McCain’s Immigration Bill Outsourced His Donors
By Repair Man Jack Posted in 2008 — Comments (0) / Email this page » / Leave a comment »
The world outside the newspaper publishing industry and the McCain for President Campaign Headquarters pretty much agrees that the Senate Immigration Fiasco put John McCain’s White House aspirations in the hurt locker. The media will tell us otherwise. They see the world as the world is not and broadcast that misinformation far and wide.
The Inside the Beltway version of McCain’s demise blames his catastrophic decline on his support of the Iraq Surge. If a politician says too many nice things about a general who won Senate confirmation by over 80 votes, that campaign is clearly headed for the toilet and then rapidly into the sewage system. The authors of this convenient myth have walked through too many DC Metro parking lots where the authorities seem to tow the cars without Jim Webb or John Kerry bumper stickers.
The McCainiac version of the story involves two profligate aids, who mismanaged John McCain into dire straits, while the noble patrician senator labored in the sweaty vineyards of good and responsible governance. Terry Nelson, the wags all say, spent McCain’s campaign into an impecunious quagmire. Ron Paul has more in the bank.
Good governance, in the strange and mysterious world of Citizen McCain, has included the McCain-Feingold 1st Amendment Repeal, The McCain-Lieberman Carbon Cartel, and a commitment to Federally-Funded embryonic stem cell research. This was how John McCain served the GOP base prior to his drive across the immigration reform bridge with Edward Kennedy.
John Weaver has also been tossed unceremoniously under the bus. Weaver, unlike Nelson, probably deserves to get turned into axel-grease. His prior campaign experience involved a jaunt with General Wesley Clark in 2004.
Weaver supposedly poisoned the atmosphere of McCain’s campaign operation because of his mean and vindictive personality. The fact that Jimmy Carter did that in 1976 and actually won the election lays this specious argument to nines. If McCain really knows how to run an administration, why did he hire Weaver in the first place?
What these excuses don’t explain, in fairness to the aforementioned Mr. Nelson, is that McCain’s fundraising was going along pretty well until recently. Then it went off a cliff. Terry Nelson was not reading from the Howard Dean manual of campaign budget execution. He just ran out of receipts, before Senator Macbeth stopped sending him the obligations.
These receipts ran dry for a very specific reason. The $2,000 checks look great in the campaign treasury, but they rarely, if ever, come in a large enough volume to finance the fifty-state media marathon that a presidential campaign requires; just to make it to the national convention. The donations that provide that much rocket fuel come in increments of $10 to $50 a pop, and aren’t being sent in from Manhattan, San Francisco or Beverly Hills.
To get the small checks in bushel baskets, a campaign has to connect with the citizens of small town America. Those people did not approve of Senator McCain’s work on the immigration bill. Even more importantly, they hated his arrogant demeanor. They tend not to send checks to some guy who calls them hicks or bigots. McCain implied both throughout the entire rancorous debate over immigration reform.
But McCain’s failure to even politely disagree with his voters on immigration is symptomatic of why I don’t want this man to be the GOP nominee. He believes that he, not the people, always knows best. This attitude will always get even highly intelligent people in trouble.

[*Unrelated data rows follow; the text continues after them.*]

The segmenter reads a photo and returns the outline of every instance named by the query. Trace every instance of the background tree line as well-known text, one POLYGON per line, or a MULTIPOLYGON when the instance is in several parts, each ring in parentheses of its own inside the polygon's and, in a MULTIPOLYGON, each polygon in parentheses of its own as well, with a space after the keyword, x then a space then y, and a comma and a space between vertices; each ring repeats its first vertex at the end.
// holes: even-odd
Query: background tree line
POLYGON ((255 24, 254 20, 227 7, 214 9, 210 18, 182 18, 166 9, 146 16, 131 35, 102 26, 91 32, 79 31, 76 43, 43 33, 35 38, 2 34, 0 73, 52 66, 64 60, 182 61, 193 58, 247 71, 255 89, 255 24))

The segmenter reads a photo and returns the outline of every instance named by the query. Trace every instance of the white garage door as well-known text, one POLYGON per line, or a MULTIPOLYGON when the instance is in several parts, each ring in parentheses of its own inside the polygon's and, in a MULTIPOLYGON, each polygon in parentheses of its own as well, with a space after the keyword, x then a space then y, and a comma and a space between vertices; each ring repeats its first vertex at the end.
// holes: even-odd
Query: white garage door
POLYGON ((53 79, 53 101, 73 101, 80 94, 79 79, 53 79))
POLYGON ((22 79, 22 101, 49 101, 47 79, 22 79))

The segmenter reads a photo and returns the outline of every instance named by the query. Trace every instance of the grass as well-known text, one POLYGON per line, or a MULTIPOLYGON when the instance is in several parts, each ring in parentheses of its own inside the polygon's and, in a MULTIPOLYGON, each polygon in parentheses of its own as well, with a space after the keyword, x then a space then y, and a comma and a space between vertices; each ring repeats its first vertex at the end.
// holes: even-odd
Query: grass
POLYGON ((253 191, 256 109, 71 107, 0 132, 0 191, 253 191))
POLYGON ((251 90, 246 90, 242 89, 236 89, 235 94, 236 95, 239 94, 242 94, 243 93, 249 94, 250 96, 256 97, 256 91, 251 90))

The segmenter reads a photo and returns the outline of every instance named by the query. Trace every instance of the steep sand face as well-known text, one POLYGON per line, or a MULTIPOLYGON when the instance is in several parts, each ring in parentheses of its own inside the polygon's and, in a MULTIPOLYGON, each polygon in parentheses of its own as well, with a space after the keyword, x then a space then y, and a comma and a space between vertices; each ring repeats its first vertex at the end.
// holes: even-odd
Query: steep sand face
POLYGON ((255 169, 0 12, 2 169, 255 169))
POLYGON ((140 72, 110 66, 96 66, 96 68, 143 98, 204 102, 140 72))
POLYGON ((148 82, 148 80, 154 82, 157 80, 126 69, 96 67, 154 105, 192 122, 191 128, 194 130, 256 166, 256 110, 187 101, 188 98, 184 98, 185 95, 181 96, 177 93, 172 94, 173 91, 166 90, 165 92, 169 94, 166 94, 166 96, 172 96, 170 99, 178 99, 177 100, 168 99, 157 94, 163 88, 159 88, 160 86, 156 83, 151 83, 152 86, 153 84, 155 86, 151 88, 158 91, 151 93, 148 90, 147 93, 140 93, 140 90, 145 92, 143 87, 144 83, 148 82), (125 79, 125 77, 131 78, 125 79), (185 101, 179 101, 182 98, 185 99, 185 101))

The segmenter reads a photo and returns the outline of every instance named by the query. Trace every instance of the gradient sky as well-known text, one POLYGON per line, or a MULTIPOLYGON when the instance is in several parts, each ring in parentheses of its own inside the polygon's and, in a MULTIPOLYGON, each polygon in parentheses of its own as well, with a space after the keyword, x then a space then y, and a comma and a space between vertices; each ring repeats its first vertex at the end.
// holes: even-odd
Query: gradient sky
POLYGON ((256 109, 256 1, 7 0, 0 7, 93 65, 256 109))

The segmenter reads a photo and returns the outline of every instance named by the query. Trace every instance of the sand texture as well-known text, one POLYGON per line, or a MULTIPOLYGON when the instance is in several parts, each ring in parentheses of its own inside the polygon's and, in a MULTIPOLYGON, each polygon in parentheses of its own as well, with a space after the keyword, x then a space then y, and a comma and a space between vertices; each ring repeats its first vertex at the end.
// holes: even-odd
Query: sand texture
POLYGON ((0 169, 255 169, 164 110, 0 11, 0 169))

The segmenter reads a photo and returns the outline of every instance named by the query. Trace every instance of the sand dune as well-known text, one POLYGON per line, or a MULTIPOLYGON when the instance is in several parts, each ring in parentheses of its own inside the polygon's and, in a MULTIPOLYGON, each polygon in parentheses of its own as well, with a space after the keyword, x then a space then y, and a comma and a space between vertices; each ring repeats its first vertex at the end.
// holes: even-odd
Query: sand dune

John Nash, subject of the biographical movie A Beautiful Mind, and Professor of Mathematics at Princeton University, has to be one of the smartest men in modern America. Even for Nash, smart wasn’t always good enough; his arrogance could get in the way.
At one juncture, Rand Corporation decided to help validate Dr. Nash’s future Nobel Prize-winning work on Nash Equilibriums in Economic Game Theory. Two of the smartest, most capable nerd-wrestlers Rand could field in Nash’s weight class, played the game Nash wrote about several hundred times.
The two men played Nash’s games and kept getting different results than Dr. Nash described as the optimal one in his work. Rather than examining the facts surrounding the experiment, Nash preemptively accused the two analysts of not playing the game properly. People took note of how Dr. Nash responded to having his findings challenged and viewed him less favorably as a result. Nash waited a long time to receive his just recognition as a Nobel Laureate. His McCain-like demeanor played a role in that attenuation.
To put it nicely, I doubt Senator McCain will win any Nobel Prize for his work on immigration, unless he gets the same judges that honored Yassir Arafat. He acts as if he is John Nash and can swat his detractors like flies. He doesn’t take the time to notice that those detractors are the same guys that he needs to write him donation checks. If he can’t get that much straight, he doesn’t deserve the nomination to run for President.